Нет, они никогда не навещали меня, даже смену белья не присылали. Только однажды, пару месяцев спустя, я получил открытку. На обратной стороне было написано: «Надеюсь, что ты ведешь себя хорошо». И подпись: «Рита».
Так или иначе, незадолго до конца учебного года неизбежное все-таки произошло – нас накрыли. Я был наедине с самым маленьким мальчиком, и, по правде говоря, мы не делали ничего дурного. Просто мы были вместе и всего лишь держали в руках свои члены. Но когда священник распахнул дверь и осветил нас фонарем, мальчик сразу же со слезами заголосил, что он не виноват, что это я заставлял его заниматься этим. Нас схватили за шиворот и потащили в какую-то темную комнату. Вскоре туда пришел падре ректор. В руках он держал линейку. Приказав мальчику положить руки на стол, он принялся бить по ним линейкой, пока кисти не покрылись кровавыми полосами. Время от времени падре приостанавливался и проверял, смотрю ли я на экзекуцию. Потом он отвел мальчика к двери и, прежде чем вытолкнуть, произнес: «За все это ты должен благодарить своего друга». Мы остались одни. Я решил, что теперь настала моя очередь, и уже было приготовился, но ничего не произошло. Он приблизился ко мне, провел рукой по плечу и сказал: «Мне очень жаль, но тебя я должен запереть». Ну, подумал я, тем лучше. Когда меня отвели в каморку и заперли дверь на ключ, я почувствовал себя едва ли не счастливым и облегченно вздохнул.
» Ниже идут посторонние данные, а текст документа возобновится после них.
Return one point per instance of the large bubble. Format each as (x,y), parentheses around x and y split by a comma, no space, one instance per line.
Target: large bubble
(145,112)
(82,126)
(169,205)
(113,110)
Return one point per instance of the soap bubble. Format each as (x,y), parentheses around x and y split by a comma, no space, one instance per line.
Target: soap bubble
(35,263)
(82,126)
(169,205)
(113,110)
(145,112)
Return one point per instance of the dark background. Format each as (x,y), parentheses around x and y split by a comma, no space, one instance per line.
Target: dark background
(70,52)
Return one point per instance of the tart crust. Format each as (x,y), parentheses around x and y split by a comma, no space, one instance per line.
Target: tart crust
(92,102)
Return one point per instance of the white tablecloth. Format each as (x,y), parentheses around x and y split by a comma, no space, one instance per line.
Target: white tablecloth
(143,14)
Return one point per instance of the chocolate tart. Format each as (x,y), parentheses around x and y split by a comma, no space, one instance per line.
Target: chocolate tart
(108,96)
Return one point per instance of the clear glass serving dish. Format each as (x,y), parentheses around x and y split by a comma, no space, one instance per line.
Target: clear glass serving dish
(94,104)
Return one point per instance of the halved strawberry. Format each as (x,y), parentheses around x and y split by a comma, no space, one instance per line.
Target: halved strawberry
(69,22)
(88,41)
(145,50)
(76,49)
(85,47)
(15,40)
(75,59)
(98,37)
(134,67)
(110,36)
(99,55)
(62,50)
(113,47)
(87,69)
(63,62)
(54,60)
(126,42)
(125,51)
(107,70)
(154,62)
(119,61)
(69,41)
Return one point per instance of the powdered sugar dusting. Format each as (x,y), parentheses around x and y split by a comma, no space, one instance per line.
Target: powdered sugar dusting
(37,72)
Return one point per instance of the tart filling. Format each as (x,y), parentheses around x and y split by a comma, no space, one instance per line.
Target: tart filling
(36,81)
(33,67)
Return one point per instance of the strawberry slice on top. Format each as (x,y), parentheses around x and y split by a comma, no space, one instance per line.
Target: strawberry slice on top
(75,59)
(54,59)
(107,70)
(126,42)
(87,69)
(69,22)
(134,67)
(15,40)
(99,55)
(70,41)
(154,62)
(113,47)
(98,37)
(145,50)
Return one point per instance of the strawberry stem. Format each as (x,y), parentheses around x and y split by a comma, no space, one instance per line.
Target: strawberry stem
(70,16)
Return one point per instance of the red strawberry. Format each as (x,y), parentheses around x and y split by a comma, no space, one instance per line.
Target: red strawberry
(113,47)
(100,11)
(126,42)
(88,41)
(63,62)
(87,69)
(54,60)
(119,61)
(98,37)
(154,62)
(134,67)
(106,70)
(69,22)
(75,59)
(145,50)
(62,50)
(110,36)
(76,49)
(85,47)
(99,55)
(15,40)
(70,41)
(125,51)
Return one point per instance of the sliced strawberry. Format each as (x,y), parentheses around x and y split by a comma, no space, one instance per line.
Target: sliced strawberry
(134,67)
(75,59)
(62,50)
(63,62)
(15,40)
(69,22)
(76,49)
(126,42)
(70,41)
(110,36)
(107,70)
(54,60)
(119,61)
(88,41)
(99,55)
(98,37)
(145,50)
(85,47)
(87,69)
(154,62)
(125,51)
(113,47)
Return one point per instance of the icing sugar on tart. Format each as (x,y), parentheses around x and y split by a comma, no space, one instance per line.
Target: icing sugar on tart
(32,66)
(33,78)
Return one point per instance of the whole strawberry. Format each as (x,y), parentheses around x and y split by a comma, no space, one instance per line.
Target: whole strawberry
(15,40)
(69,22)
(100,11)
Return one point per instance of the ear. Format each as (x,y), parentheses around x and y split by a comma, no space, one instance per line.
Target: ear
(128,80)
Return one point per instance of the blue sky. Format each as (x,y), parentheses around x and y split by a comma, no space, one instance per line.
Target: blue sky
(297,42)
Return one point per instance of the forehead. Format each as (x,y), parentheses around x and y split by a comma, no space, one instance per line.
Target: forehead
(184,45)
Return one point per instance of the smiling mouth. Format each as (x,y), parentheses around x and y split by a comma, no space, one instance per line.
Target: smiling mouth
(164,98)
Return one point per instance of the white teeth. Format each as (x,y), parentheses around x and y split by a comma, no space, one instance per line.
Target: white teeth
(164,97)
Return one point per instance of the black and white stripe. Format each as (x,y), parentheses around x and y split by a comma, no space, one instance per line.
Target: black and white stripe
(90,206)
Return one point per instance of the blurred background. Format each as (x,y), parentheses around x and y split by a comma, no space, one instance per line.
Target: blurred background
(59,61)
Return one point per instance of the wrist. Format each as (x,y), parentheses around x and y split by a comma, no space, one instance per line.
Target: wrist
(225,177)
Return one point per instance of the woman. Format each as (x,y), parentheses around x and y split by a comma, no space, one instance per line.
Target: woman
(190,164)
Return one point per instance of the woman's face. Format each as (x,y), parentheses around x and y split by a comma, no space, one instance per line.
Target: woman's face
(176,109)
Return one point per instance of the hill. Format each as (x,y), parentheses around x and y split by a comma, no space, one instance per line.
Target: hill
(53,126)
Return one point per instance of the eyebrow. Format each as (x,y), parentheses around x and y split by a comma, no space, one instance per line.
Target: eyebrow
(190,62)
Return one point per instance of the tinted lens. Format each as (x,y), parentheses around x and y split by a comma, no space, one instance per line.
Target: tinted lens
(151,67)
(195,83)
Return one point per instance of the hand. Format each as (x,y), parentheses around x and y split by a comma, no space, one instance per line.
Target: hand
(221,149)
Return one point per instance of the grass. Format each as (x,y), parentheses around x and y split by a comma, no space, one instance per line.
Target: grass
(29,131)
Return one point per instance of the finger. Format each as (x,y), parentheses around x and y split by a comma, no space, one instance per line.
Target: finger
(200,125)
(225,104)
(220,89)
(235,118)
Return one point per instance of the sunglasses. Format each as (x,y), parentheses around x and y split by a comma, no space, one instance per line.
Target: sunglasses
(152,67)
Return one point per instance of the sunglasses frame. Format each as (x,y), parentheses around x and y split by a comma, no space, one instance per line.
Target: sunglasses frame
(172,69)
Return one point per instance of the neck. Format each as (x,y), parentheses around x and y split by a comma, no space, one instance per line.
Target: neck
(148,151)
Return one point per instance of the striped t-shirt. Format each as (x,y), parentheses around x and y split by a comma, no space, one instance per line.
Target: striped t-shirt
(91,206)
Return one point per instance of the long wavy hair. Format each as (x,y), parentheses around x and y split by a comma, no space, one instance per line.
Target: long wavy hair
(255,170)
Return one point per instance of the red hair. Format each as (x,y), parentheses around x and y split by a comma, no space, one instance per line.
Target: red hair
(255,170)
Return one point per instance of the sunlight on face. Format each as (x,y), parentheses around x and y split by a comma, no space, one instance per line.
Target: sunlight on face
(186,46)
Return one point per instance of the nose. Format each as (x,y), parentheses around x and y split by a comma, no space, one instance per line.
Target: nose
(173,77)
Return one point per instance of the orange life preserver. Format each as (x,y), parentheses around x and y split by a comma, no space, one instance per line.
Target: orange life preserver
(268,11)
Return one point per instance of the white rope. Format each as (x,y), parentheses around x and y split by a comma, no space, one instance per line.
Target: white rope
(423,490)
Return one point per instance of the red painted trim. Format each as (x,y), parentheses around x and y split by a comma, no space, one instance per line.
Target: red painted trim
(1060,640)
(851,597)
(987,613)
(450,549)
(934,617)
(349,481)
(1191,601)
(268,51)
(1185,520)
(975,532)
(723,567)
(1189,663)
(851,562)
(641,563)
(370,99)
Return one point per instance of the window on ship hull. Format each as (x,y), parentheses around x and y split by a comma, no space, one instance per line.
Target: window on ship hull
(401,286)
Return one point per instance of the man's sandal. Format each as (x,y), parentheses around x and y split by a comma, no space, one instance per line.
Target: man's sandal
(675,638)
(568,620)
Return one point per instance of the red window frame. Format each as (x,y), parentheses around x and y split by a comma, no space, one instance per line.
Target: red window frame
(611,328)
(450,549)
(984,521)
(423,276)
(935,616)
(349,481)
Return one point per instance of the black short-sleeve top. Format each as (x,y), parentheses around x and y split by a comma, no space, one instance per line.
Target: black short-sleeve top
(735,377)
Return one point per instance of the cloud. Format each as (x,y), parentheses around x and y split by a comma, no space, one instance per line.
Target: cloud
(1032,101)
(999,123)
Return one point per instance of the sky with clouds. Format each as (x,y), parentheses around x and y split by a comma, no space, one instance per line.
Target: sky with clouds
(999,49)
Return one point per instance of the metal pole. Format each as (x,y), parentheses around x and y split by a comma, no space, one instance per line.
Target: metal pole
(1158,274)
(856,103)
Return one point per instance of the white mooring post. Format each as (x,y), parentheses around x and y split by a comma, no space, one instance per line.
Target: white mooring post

Странно, но впервые с тех пор, как оказался в колледже, я перестал ощущать холод. Мне вспоминались исполосованные руки мальчика, кровь, стекавшая с них, и внутри у меня становилось тепло. Выходит, все же я не полностью состою из железа или дерева. И там у меня внутри еще течет что-то горячее и живое.
Спустя некоторое время от нечего делать я уснул. Проснулся не знаю когда, от звука поворачивающегося ключа. Я не успел и приподняться, как кто-то накинулся на меня, навалившись сверху всем телом.
Я заметил, что на лице у него была какая-то маска, действительно очень страшная. Он сразу же приказал: «Не двигайся, не шевелись, перед тобой – дьявол». Но едва его руки коснулись меня, я сразу же понял, что никакой это не дьявол, – ладони были влажные и липкие, как у падре ректора.
Надо ли рассказывать дальше? Вы уже поняли? Могу только добавить, что в тот миг внутри у меня снова все превратилось в лед и осталось так навсегда.
Через несколько дней, едва меня выпустили из каморки, я убежал.
До своего города я добирался два дня. Сначала шел пешком, потом останавливал машины и просил подвезти. В дороге я шаг за шагом уверил себя в одном: мама все знает и будет рада, когда я вернусь. Все опять останется, как прежде, – не могло быть иначе, ведь они любят меня, и мы будем жить хорошо.
Когда я позвонил в дверь, то даже сам не заметил, как начал улыбаться. Его машины на месте не было, и мне стало спокойнее. Я продолжал улыбаться и пока поднимался по лестнице, даже когда вошел в кухню. Она стояла у плиты и обернулась, услышав мои шаги. Я думал, она раскроет мне объятия. Я крикнул: «Мама, вот и я!»
Она ответила: «Вижу» – и снова занялась своим делом.